Grup wygląda okropnie. Brakuje mi symetrii, równowagi, ma jakieś dziwne „wgryzy" w okolicach wielkiej, topornej śruby. Kiedy patrzymy na niego z przodu, to jeszcze jakoś ujdzie, ale z tyłu, to mały koszmarek.

Z drugiej strony, aparat z tym gripem, fantastycznie leży w dłoniach. Moim zdaniem, Sony A7C II i A7CR z gripem, leżą w dłoni najlepiej, ze wszystkich aparatów Sony. Nie chodzi tu nawet o to, że uchwyt zapewnia więcej miejsca na dłonie. Przede wszystkim, zamiast ostrego kantu, który wbija się w dłoń, oferuje delikatną obłość, idealnie dopasowaną do dłoni. Dzięki temu fotografowanie tym sprzętem daje ogromny komfort pracy. 

Grip ma też ciekawie rozwiązaną klapkę, która daje dostęp do komory akumulatora. Ergonomicznie świetne rozwiązanie, ale klapka nie jest idealnie dopasowana i ma luzy, co nie daje poczucia solidności temu zestawowi.

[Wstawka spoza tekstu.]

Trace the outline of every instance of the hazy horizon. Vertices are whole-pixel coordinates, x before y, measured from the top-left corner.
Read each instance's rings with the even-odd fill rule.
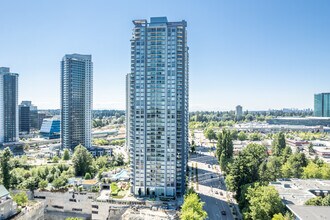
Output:
[[[147,7],[146,7],[147,6]],[[125,109],[132,20],[186,20],[190,111],[313,108],[330,90],[330,2],[3,1],[0,66],[19,102],[60,108],[60,61],[91,54],[94,109]],[[73,10],[74,9],[74,10]]]

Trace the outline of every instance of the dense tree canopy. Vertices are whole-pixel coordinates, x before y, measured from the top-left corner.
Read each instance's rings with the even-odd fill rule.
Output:
[[[273,186],[249,187],[246,193],[248,203],[244,219],[271,220],[275,214],[284,212],[284,205]]]
[[[277,135],[275,135],[275,138],[273,140],[272,155],[280,156],[285,147],[286,147],[285,135],[283,132],[280,132]]]
[[[6,147],[3,152],[0,154],[0,164],[1,164],[1,173],[2,173],[2,183],[9,189],[10,188],[10,159],[13,157],[13,154],[9,147]]]
[[[217,139],[216,133],[213,131],[212,128],[207,128],[204,130],[204,136],[209,140]]]
[[[216,149],[216,155],[221,170],[227,170],[227,165],[233,158],[233,150],[234,146],[232,134],[229,130],[223,129],[220,133],[218,133],[218,142]]]
[[[181,208],[181,220],[203,220],[207,218],[207,213],[203,210],[204,202],[195,192],[189,192],[184,197]]]
[[[88,150],[78,145],[72,156],[76,176],[85,176],[86,173],[92,173],[93,156]]]
[[[266,147],[249,144],[239,153],[229,167],[226,183],[229,190],[240,197],[241,187],[259,180],[259,167],[267,157]]]

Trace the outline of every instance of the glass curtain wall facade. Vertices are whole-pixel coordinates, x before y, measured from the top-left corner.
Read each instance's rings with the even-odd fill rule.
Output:
[[[188,160],[188,46],[185,21],[134,20],[129,75],[131,190],[185,192]]]
[[[18,74],[0,67],[0,143],[19,140]]]
[[[91,147],[93,63],[91,55],[70,54],[61,63],[62,147]]]
[[[314,116],[330,117],[330,93],[314,95]]]

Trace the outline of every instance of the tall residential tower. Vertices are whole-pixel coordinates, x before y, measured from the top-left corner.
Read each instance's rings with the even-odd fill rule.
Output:
[[[61,62],[62,147],[91,147],[92,96],[92,56],[65,55]]]
[[[139,196],[185,192],[188,160],[186,21],[133,21],[128,76],[131,190]]]
[[[330,93],[314,95],[314,116],[330,117]]]
[[[18,74],[0,67],[0,144],[17,142]]]

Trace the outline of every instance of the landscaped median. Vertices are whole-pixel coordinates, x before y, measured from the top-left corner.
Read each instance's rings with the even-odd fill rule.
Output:
[[[120,186],[118,186],[117,183],[112,182],[110,184],[110,190],[111,190],[110,195],[114,199],[122,199],[127,194],[128,189],[129,189],[129,184],[120,184]]]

Mam zatem kompletnie mieszane uczucia co do tego nowego dodatku, ale fotografuję przez wizjer, to go nie widzę, a kompletnie odmienia on komfort pracy.

Sony A7C II i A7CR - co je dzieli?

Oba aparaty mimo wszystko mają sporo różnic, które definiują ich zastosowania, oraz wpływają na cenę.

Zupełnie inne matryce i możliwości foto oraz wideo

Przede wszystkim, Sony A7C II i A7CR mają zupełnie inne matryce. Sony A7C II korzysta z sensora, który wcześniej został zastosowany w modelu Sony A7 IV. To 33-megapikselowa matryca CMOS BSI, która oferuje spore możliwości foto i wideo. 4K 60p. 10-bit 4:2:2, płaskie tryby S-Log3, Cinetone i wszystkie dobrodziejstwa znane z A7 IV. Tu wielkich ograniczeń w porównaniu do A7 IV nie ma, a dostajemy lepszy AF i system stabilizacji.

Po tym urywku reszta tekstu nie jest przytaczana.